When we stretch, once our muscle fibers are stretched to their maximum length, connective tissue around the muscle takes up the slack and helps out. This process can actually help heal scar tissue in muscles. We also know stretching causes that signature intense sensation in our muscles, but ever wondered what causes that? Little receptors all in our muscles record how fast and how long the muscle is stretching and send this info to the spinal cord. At a certain point, your muscle is like "ok that's enough!!!" and your muscles tense up, keeping you from going further (that's called the stretch reflex). Those little receptors are why it's important to start off a stretching session slowly and to hold a stretch for more than just a few seconds. The slower you ease into a stretch, you almost kind of fool the receptors (kind of like that metaphor for boiling a frog by slowly turning up the heat of the water...it doesn't notice it happening) and decrease that resistance. Holding the stretch also decreases that reflex over time. Decreasing the stretch reflex is how some people can drop into a split like it's nothing. I don't want to bore people with a bunch of dry info, just wanted to give a few pieces of info :P
So before you even start a flexibility routine, it's important to set goals. Even if it's just one or two small things. Maybe you have a certain thing in mind (front split, middle split, maybe you just want to be able to comfortably place you hands flat on the floor) or your goal could be something more broad like sticking to a routine and seeing the various benefits. Also look at the time you have to set aside and think about how much time you want to dedicate to stretching. It doesn't have to be some super strict time schedule or for an extremely long amount of time, but you do need to practice frequently and I'd say at least have 30 minutes to dedicate to stretching (that 30 minutes is not including a warm up). Some days I stretch an hour or more and feel like I make a lot of great progress. Some days I'm extremely tired mentally and physically and I might do 30 minutes of light stretching just so I don't lose any progress. For me, a good length of time is about 50 minutes. When I first started stretching, I'd do a lot of intense stretching for a solid hour about 5 times a week and had some soreness for that first 10 days or so. Now I find if I take a rest day between sessions, I make more progress. Just goes to show how important rest is!
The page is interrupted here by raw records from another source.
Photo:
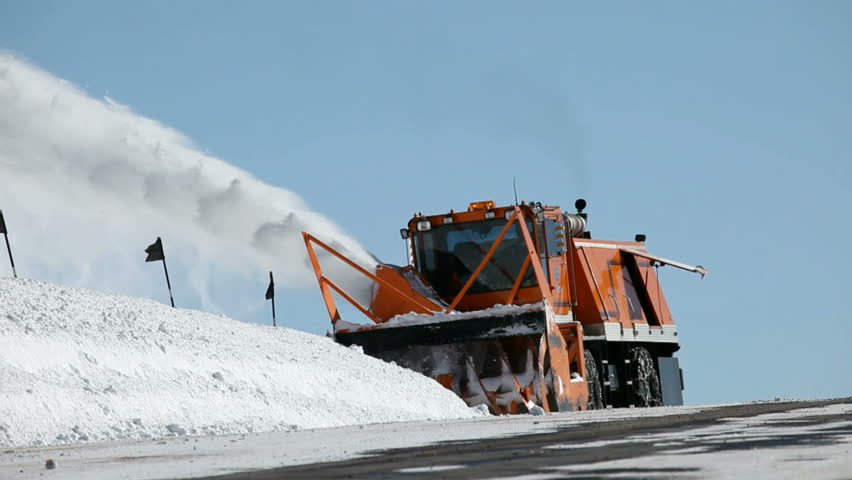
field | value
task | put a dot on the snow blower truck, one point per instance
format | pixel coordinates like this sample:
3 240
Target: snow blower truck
518 308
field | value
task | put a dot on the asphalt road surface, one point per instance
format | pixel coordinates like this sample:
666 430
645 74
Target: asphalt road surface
527 454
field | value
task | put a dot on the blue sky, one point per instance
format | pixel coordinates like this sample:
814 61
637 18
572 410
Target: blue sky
719 130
Ok so you've set your goals and know how much time you have in your day to set aside, so we're ready to stretch! Right? Well, almost...these next things are optional, but I think will make the whole process easier and also make it easier to see results and motivate you to continue! If you're anything like me, when you start any journey, you may feel hesitant to take before pictures/videos. You may feel embarrassed to even see the current state of your split, back bend, forward fold, etc but trust me, you will want those before pictures one day! My first progress photo I took actually is not the very first day I started stretching (I wish I had done that), but it is so satisfying now to look back and see my progress.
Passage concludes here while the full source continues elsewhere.